Streaming Pub/Sub to BigQuery: Three Ingestion Patterns

Apache Beam pipelines (Python) demonstrating three approaches to streaming data from Google Cloud Pub/Sub to BigQuery. Each pattern makes different trade-offs between pipeline complexity, schema flexibility, and data governance.

All three pipelines read from the same public taxi ride topic (projects/pubsub-public-data/topics/taxirides-realtime) and write to BigQuery using the Storage Write API.

Choosing a Pattern

Criteria	Standard (ETL)	Raw JSON (ELT)	Schema-Driven (ETL)
Pipeline complexity	Medium	Low	Medium
Schema change impact	Code + deploy + ALTER TABLE	None	Job restart only
Data loss risk on schema change	Possible	None	None
BigQuery query complexity	Low (typed columns)	Medium (JSON functions)	Low (typed columns)
Infrastructure required	Pub/Sub + Dataflow	Pub/Sub + Dataflow	Pub/Sub + Schema Registry + Dataflow
Replay / reprocess	Requires code changes	Re-create views	Re-run deployment script
Publish-time validation	No	No	Yes (schema registry)
Schema governance	Implicit (in code)	None	Explicit (registry revisions)

Pattern 1: Standard ETL (Flattened)

The pipeline parses each JSON message field-by-field and writes to typed BigQuery columns. Field extraction and the BQ schema are defined in application code.

./run_dataflow.sh

How it works:

Pipeline reads JSON messages from Pub/Sub
DoFn parses each field (ride_id, latitude, timestamp, etc.) with explicit .get() calls
Timestamp strings are parsed from ISO 8601 to BigQuery TIMESTAMP
Malformed messages are routed to a Dead Letter Queue (DLQ) table

Pros:

Typed BigQuery columns for direct querying and partitioning
Familiar ETL pattern -- transformation happens in the pipeline
Simple BQ queries without JSON path functions

Cons:

Adding or changing a field requires editing the transform code, updating the BQ schema function, modifying the deployment script, and running ALTER TABLE
Data can be lost if schema changes before the pipeline is updated -- new fields are silently dropped, removed fields cause parsing errors
DLQ needed for malformed messages

When to use: Small teams with stable schemas, or when you need the simplest possible BigQuery queries and don't expect frequent schema changes.

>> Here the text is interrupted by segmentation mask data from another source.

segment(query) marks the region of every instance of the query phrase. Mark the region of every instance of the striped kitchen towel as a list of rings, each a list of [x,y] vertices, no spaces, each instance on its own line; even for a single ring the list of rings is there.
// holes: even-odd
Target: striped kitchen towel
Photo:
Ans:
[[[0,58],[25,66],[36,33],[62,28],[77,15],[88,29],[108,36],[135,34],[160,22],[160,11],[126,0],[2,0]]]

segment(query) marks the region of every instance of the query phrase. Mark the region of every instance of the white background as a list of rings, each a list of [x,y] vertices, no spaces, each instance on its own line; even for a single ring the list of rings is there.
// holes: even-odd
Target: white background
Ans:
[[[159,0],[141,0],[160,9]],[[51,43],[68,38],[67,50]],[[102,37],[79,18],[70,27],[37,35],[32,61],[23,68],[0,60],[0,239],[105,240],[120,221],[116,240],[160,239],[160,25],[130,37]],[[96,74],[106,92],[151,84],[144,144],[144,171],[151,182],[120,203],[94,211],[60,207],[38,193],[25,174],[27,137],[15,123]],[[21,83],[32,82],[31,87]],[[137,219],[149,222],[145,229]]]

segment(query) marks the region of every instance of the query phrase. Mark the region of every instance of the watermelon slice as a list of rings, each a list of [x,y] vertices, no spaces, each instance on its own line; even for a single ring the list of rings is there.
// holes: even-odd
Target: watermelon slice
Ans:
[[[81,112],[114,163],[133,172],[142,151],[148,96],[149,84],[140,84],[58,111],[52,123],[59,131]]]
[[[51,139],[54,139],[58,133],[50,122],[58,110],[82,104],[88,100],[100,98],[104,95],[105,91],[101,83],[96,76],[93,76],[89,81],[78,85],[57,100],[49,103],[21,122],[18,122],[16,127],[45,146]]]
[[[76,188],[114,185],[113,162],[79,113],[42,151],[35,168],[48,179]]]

Pattern 2: Raw JSON (ELT) -- Recommended

The pipeline ingests the raw JSON payload into a BigQuery JSON column with no transformation. All parsing and transformation happens in BigQuery using views, scheduled queries, or CREATE TABLE AS SELECT.

./run_dataflow_json.sh

How it works:

Pipeline reads JSON messages from Pub/Sub
DoFn validates JSON and stores the raw string in a payload column (type JSON)
No field parsing, no type mapping, no schema awareness in the pipeline
BigQuery handles all transformation downstream

Pros:

Simplest pipeline code -- no parsing logic, no schema definitions
Zero data loss -- raw payload is preserved regardless of upstream schema changes
Schema evolution is a BigQuery concern, not a pipeline concern: add a view or scheduled query when the schema changes, and historical data is still accessible
Easy replay: re-create views or materialized tables when requirements change
Clean separation of concerns: the pipeline delivers data reliably, BigQuery handles transformation
No pipeline redeployment needed when the source schema changes

Cons:

BigQuery queries require JSON path functions (JSON_VALUE, JSON_QUERY) to extract fields
Slightly higher storage cost (JSON overhead vs typed columns)
Requires downstream views or materialized tables for typed access

When to use: Most streaming ingestion use cases. Particularly valuable when schemas change frequently, when you need to preserve raw data for audit or reprocessing, or when you want to enforce an ELT pattern where BigQuery is the transformation engine.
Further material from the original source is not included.